'Short selling' professional or amateur investors may take physical short positions (by borrowing the stock to sell on-market) or synthetic positions (via contracts for difference – cash settled futures) in stocks in a way to bet that they will fall in value.
Every day the corporate regulator ASIC publishes a list of what percentage of outstanding scrip in a company has been borrowed from a prime broker to be short sold on market. If a company has more than 10% of its scrip physically short sold that means some traders are betting heavily on its price falling.
So while these traders can often be spectacularly wrong, it's worth considering what stocks they are betting against.
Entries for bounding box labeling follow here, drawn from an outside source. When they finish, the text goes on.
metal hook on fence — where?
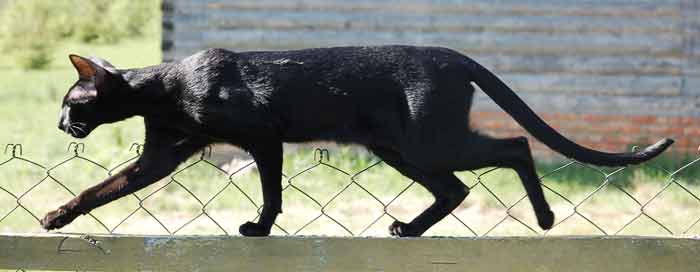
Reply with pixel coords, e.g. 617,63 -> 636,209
314,148 -> 331,162
199,145 -> 211,160
5,144 -> 22,158
129,143 -> 143,155
56,235 -> 110,255
66,142 -> 85,156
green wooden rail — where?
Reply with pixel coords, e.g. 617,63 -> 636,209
0,234 -> 700,272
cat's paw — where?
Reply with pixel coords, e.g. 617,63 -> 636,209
389,221 -> 422,237
39,208 -> 78,230
535,209 -> 554,230
238,222 -> 270,236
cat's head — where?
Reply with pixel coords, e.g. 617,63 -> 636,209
58,55 -> 128,138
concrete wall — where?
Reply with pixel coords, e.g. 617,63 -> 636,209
163,0 -> 700,155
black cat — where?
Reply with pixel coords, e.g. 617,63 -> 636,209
41,46 -> 673,236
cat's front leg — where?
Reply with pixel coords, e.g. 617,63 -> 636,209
238,141 -> 282,236
39,130 -> 206,230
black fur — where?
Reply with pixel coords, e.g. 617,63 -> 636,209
42,46 -> 672,236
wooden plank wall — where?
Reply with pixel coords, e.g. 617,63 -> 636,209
163,0 -> 700,153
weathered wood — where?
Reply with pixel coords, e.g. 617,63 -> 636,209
0,234 -> 700,272
200,0 -> 680,17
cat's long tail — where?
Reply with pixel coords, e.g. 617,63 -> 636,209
466,58 -> 673,166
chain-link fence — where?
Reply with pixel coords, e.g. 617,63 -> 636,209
0,143 -> 700,237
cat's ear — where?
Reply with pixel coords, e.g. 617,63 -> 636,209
68,54 -> 119,95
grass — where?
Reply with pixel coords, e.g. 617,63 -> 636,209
0,31 -> 700,236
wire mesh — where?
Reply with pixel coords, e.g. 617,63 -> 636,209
0,143 -> 700,237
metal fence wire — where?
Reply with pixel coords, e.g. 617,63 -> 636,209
0,143 -> 700,237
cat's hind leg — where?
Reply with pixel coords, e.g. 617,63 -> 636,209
372,149 -> 469,237
455,134 -> 554,230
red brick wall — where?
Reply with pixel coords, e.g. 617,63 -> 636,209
471,112 -> 700,157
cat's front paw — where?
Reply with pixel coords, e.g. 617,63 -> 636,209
238,222 -> 270,236
389,221 -> 423,237
39,208 -> 78,230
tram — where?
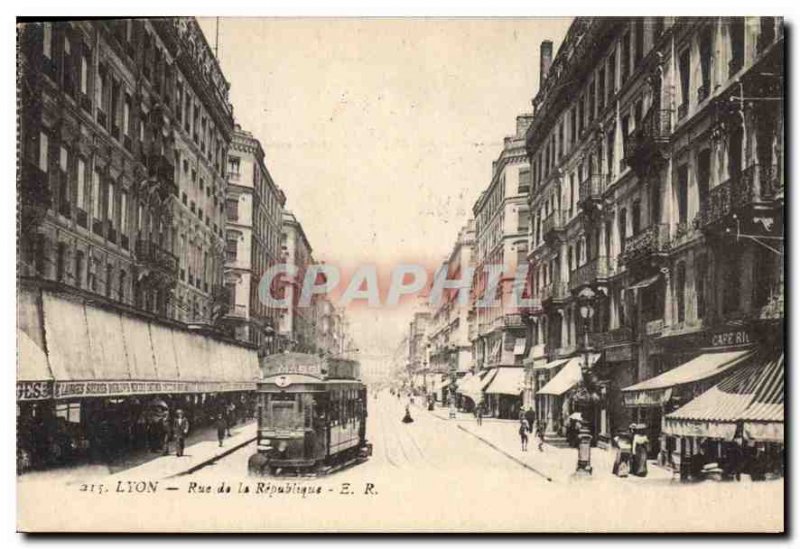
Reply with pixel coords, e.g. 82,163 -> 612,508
248,353 -> 372,475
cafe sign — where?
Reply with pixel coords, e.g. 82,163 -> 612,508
711,326 -> 753,347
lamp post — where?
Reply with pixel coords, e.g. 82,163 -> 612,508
575,288 -> 594,475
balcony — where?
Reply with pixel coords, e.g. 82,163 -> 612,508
135,240 -> 178,280
697,82 -> 711,103
624,106 -> 680,176
728,55 -> 744,78
540,280 -> 570,305
569,256 -> 611,292
620,223 -> 669,265
695,164 -> 783,231
147,153 -> 178,200
578,173 -> 608,214
542,210 -> 567,243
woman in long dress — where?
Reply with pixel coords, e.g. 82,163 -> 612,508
403,405 -> 414,423
633,427 -> 650,477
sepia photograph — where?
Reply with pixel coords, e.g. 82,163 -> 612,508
15,15 -> 787,534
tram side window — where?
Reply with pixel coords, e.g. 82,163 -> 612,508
56,402 -> 81,423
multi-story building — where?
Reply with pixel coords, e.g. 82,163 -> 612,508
19,18 -> 233,323
472,114 -> 533,417
225,125 -> 286,353
278,210 -> 318,353
406,310 -> 431,392
526,17 -> 783,462
428,220 -> 475,401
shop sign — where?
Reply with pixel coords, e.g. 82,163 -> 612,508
269,362 -> 322,377
605,345 -> 633,362
54,381 -> 255,398
17,381 -> 53,400
711,327 -> 752,347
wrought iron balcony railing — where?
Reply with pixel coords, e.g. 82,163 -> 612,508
695,164 -> 783,229
620,223 -> 669,263
134,240 -> 178,278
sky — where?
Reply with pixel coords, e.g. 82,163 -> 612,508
200,18 -> 570,368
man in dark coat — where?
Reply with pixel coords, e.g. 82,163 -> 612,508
173,410 -> 189,457
525,406 -> 536,433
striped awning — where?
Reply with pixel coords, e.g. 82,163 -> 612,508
664,354 -> 784,441
622,350 -> 752,407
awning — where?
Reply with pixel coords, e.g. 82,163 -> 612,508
622,351 -> 753,407
627,273 -> 661,290
486,367 -> 525,396
533,358 -> 569,370
458,368 -> 497,403
536,353 -> 600,396
664,354 -> 784,442
17,290 -> 260,400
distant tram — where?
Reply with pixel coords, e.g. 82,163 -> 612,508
248,353 -> 372,475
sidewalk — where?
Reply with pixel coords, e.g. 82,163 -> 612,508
429,402 -> 673,483
111,421 -> 257,480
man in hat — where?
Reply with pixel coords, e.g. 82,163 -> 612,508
173,410 -> 189,457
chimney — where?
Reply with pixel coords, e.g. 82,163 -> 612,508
539,40 -> 553,89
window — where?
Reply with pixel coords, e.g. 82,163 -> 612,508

JB Hi-Fi Limited (ASX: JBH) has 15.3% of its shares shorted to suggest hedge funds are betting online discounters like Amazon.com may soon take market share and hurt its margins. I'm not so sure on this one and expect JB Hi-Fi could still beat the market from here.
Galaxy Resources Limited (ASX: GXY) has 14.13% of its shares shorted as investors bet its balance sheet and capex commitments may hurt the lithium miner. The other factor fuelling the short interest is the unpredictability of lithium prices that are not exchange traded and have potential to swing wildly given this is a relatively new market.
Metcash Limited (ASX: MTS) is the IGA store supplier and operator that has 11% of its scrip shorted as traders also bet that its margins and market share will remain under pressure due to competition from overseas discounters and the increased competitiveness of Coles Group Ltd (ASX: COL) and Woolworths Group Ltd (ASX: WOW).
BWX Limited (ASX: BWX) has 10.2% of its shares shorted and the Skin natural beauty products manufacturer recently issued another downgrade to its guidance for FY 2019. I must admit I'd also be hot footing it for the exits if I owned this stock.
NextDC Ltd (ASX: NXT) is the data centre operator that is slightly different to the rest, as traders are primarily betting against it on valuation grounds. It trades on a huge multiple of trailing and expected profits with significant capex commitments. However, I'm not familiar enough with NextDC to have any opinion as to which way its price might head.